1759, Boston: le jeune idéaliste et peintre Langton Towne (Robert Young) qui vient d'échouer à Harvard, a une querelle avec des notables britanniques... Avec "Hunk" Marriner (Walter Brennan), un excentrique qui ne cadre pas vraiment avec la morale puritaine du Massachussets, il se retrouve en compagnie du major Rogers (Spencer Tracy), un Ranger... Qui les incorpore de force dans son unité, qui s'apprête à partir en expédition contre des tribus hostiles...

C'est une autre époque, quand dans le sillage de ce qu'on avait appelé la "Destinée manifeste" (cette croyance selon laquelle les américains, comprendre les blancs et surtout les anglo-saxons, avaient une mission imposée par Dieu, qui était leur destin, de conquérir tout l'espace de leur continent), on justifiait le traitement infâme imposé aux peuples natifs. Une période de roman d'aventures, aussi, de James Fenimore Cooper notamment, et d'intrigues situées dans les grands espaces des lacs et des montagnes de l'Ouest.

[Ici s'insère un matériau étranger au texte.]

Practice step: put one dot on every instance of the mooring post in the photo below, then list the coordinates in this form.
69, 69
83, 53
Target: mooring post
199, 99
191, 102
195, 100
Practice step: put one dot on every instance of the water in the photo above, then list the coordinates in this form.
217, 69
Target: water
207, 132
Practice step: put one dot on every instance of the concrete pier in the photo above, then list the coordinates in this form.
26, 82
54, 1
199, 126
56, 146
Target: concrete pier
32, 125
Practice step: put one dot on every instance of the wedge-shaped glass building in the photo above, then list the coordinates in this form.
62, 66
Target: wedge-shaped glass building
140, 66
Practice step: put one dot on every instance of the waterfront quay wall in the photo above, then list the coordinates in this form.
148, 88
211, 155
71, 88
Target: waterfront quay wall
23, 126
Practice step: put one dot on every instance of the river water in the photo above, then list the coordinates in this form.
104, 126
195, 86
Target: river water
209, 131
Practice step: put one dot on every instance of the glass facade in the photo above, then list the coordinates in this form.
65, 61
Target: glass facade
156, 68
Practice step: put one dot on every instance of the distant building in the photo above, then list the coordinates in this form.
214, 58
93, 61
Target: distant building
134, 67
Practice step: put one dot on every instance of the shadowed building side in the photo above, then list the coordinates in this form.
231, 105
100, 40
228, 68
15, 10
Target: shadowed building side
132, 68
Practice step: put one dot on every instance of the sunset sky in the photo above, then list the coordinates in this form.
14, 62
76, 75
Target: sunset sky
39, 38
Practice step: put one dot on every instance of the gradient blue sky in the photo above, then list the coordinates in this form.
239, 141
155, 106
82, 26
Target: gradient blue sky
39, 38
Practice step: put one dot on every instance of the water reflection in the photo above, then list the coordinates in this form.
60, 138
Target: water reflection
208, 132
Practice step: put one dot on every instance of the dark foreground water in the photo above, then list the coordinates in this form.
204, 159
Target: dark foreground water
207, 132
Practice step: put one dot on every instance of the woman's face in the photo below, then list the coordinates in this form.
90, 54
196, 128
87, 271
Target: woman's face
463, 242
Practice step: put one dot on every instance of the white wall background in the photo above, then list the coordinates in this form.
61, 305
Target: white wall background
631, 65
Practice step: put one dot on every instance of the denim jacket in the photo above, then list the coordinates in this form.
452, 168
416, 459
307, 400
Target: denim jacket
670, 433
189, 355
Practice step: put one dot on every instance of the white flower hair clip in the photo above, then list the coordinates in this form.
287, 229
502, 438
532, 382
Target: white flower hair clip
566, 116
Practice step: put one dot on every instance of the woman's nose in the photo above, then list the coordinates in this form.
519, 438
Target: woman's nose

L'histoire des rangers du major Rogers est un beau livre d'images, qui permettait aussi à la MGM de participer à la toute nouvelle et fort intéressante course au western (Dodge City, Stagecoach, The last command, Destry Rides again datent tous de cette même époque qui voit un genre délaissé reprendre de singulières couleurs), à sa façon, car ce film n'est pas (pas plus du reste que Drums along the Mohawk, réalisé par Ford pour la Fox) un western traditionnel en raison de la date des événements: le western se situe plus souvent dans la deuxième moitié du XIXe siècle... Donc on aura droit à tout: les escarmouches, la menace indienne, la présence des soldats Français, les grands lacs, la marche en plein bois, les pérdiodes sans nourriture, le découragement...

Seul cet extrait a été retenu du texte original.